Here it is, Labor Day weekend in the Ozarks, and this morning I am found to be doing the very thing one would expect an Ozarker to be doing on a holiday weekend – surveying trees. Not just any trees, but Black Walnut trees, which thrive in this part of the Ozarks. The Black Walnut produces a nut that is used in cooking, and the shell and hull of the Black Walnut have commercial uses as well. Every fall, Hammons Products Company sets up 250 collection stations across 12 states, where the Black Walnuts are purchased from the local collectors. The following photograph shows a Black Walnut tree as it appeared in early August.
You will see from the photo above that the Black Walnut tree is not particularly distinct from a distance in the middle of summer. They are easy to identify up close, but from far away they look much like many other trees that commonly grow here. One of the things that I have noticed about the Black Walnut is that it is one of the last trees to leaf out in the spring, and it is the first of our local trees to drop it’s leaves at the end of summer.
The leaves that appear on the ground in the photo above are from a Black Walnut tree. The picture was taken this morning, September 3. No other trees in my area are shedding leaves yet, however there is a brown carpet of leaves below the Black Walnuts. The leaves that remain on the tree itself have now turned either yellow or lime green. So why, you may ask, do I care so much that the leaves of the Black Walnut are the first ones to change color and drop in the fall? Because when the Walnut trees are the only ones in the forest that exhibit this coloration, they become easy to spot from a distance. In fact, as the following photograph shows, the Black Walnut trees stand out like a beacon in the night, they are so distinct.
Now that the Black Walnut trees are easy for a non-botanist like myself to identify from a distance, I can proceed to make the preparations that will facilitate a successful harvest of Black Walnuts from our property.
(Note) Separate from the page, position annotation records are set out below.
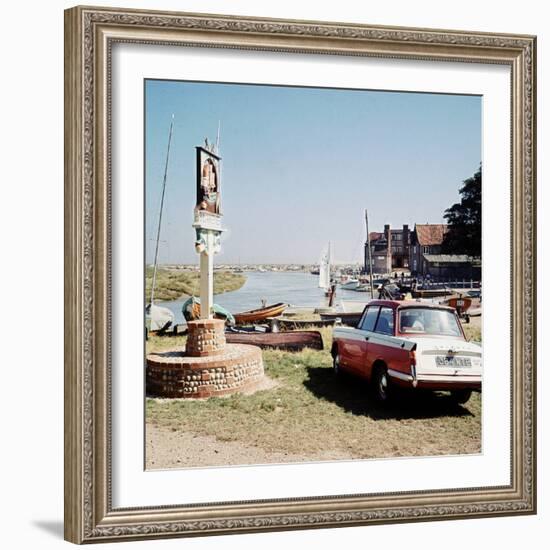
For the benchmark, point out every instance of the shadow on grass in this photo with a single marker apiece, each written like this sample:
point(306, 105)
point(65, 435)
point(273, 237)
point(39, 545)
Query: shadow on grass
point(353, 395)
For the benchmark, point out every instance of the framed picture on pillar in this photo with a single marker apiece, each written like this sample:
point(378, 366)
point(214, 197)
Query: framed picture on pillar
point(300, 277)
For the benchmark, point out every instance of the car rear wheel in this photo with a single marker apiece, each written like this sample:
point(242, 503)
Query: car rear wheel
point(336, 364)
point(381, 385)
point(461, 396)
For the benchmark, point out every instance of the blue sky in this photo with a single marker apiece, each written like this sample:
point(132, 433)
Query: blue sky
point(300, 165)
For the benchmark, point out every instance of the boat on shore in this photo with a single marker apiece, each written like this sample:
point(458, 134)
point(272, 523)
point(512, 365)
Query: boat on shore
point(191, 310)
point(293, 324)
point(289, 341)
point(260, 314)
point(350, 319)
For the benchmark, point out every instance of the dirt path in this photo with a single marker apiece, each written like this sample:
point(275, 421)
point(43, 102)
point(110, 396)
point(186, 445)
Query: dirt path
point(174, 449)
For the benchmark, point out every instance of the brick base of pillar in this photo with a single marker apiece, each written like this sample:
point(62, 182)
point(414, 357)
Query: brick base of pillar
point(205, 337)
point(176, 374)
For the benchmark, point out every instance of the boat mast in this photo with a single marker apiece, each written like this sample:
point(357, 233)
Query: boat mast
point(370, 254)
point(153, 282)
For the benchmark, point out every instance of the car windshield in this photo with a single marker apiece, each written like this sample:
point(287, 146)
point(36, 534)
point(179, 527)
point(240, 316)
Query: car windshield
point(431, 321)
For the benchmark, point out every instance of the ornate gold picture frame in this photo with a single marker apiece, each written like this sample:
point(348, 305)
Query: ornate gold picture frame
point(90, 34)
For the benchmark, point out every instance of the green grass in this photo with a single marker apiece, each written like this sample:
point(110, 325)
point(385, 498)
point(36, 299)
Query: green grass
point(172, 284)
point(310, 411)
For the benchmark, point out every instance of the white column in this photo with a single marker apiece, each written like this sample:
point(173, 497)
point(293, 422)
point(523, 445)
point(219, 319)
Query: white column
point(207, 277)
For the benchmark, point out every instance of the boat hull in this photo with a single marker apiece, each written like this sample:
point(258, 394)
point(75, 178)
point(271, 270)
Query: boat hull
point(290, 341)
point(261, 314)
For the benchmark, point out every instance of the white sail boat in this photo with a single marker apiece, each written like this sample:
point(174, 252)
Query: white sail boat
point(324, 269)
point(157, 317)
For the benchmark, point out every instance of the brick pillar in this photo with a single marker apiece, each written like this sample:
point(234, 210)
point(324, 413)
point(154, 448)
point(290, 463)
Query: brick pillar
point(205, 337)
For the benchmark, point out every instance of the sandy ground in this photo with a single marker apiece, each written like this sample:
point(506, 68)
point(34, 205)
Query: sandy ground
point(173, 449)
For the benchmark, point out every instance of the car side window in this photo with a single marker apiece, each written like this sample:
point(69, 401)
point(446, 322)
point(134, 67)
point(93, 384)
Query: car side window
point(369, 318)
point(384, 325)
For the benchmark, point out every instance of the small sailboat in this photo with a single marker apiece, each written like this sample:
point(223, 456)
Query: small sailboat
point(324, 270)
point(350, 284)
point(157, 318)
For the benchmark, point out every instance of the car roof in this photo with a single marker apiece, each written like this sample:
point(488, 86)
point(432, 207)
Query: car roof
point(403, 304)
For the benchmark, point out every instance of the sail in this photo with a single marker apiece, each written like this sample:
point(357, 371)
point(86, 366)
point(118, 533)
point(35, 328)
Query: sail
point(324, 269)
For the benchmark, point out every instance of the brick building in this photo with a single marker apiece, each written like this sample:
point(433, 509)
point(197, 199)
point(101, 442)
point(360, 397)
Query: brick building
point(426, 258)
point(425, 239)
point(390, 250)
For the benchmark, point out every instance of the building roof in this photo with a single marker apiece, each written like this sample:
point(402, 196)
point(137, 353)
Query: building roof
point(374, 236)
point(448, 258)
point(430, 234)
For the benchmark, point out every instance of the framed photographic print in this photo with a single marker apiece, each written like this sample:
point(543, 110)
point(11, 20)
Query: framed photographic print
point(300, 274)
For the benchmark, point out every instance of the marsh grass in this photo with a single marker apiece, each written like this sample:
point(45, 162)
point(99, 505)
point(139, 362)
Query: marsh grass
point(172, 284)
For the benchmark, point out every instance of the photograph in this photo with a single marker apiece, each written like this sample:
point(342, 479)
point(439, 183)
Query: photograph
point(312, 274)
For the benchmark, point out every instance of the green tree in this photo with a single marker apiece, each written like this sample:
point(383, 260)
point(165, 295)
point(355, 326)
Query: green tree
point(464, 220)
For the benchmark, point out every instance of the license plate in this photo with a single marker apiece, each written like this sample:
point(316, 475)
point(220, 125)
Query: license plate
point(445, 361)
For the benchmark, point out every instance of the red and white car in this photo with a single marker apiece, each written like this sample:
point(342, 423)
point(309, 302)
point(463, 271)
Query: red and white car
point(409, 344)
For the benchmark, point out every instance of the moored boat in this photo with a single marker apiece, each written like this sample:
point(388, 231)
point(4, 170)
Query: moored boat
point(260, 314)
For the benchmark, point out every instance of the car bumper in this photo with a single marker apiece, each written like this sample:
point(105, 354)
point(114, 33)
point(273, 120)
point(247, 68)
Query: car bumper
point(436, 381)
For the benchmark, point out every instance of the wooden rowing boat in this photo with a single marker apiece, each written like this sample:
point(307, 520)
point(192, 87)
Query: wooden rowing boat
point(290, 341)
point(260, 314)
point(292, 324)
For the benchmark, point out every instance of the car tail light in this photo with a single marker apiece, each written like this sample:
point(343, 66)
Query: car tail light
point(412, 362)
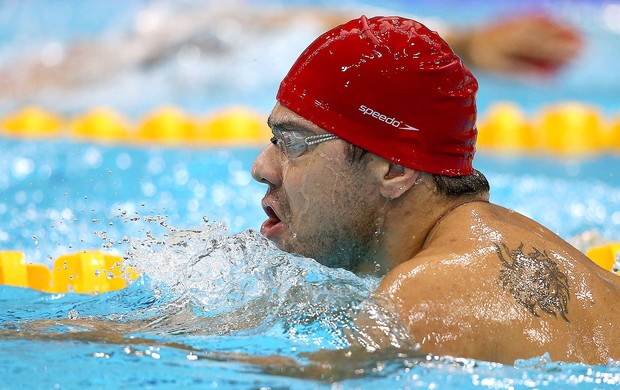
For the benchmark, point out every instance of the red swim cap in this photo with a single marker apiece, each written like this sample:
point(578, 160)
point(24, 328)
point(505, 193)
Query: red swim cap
point(391, 86)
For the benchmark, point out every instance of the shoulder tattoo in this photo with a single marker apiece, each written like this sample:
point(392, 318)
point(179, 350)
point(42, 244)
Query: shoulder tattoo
point(534, 280)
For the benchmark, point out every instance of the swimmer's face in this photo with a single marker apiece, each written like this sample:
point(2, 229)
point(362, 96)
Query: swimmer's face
point(319, 204)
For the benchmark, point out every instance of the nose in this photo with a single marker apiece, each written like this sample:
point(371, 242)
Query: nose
point(267, 167)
The first step is to map all of the Walnut trees on our property that are currently bearing nuts. Regular readers of this blog might recall a previous post entitled If They Can Do It, So Can I, in which I introduced you to my “super-duper, multi-purpose, portable cartographic data collection machine” (SDMPPCDCM). Using this device, I can easily drive around the property locating the Black Walnut trees that now stand out like a sore thumb, and examine each tree to see whether or not it is bearing nuts this season. The following photograph shows a Black Walnut tree that is currently loaded with walnuts.
When I find a Black Walnut tree that has produced nuts, such as the tree above, I record the tree as a way-point in my GPS mapping system. After pinpointing the coordinates of all the nut bearing trees, it is a simple matter to plot this data on a topographic map of the property. The results are shown in the following screen capture from my mapping program. The data layer that is selected below shows the results of this little exercise. The location of all the nut bearing trees are clearly shown on the map (as blue way-points).
I do not know how many Black Walnut trees we have on our property. My best estimate is between 200-300 trees. This season I located 94 Black Walnut trees that are bearing nuts in a prolific manner.
Step two of the Black Walnut harvest will be for me to get out the tractor and bush-hog the areas surrounding all of the nut bearing trees. The goal will be to ensure easy access to the trees by Jasper Smith, my octogenarian friend who collects the Black Walnuts from our ranch each fall. You may recognize Jasper Smith as the same friend who also keeps and courses bees as an avocation (Jasper, and photos of a “bee tree hunt” can be found here). Jasper is an amazing man with amazing stories. I will save my comments about him for a future post, when he comes around to gather the fallen walnuts. which will be step three of the Black Walnut harvest here. Stand by for future posts on the subject.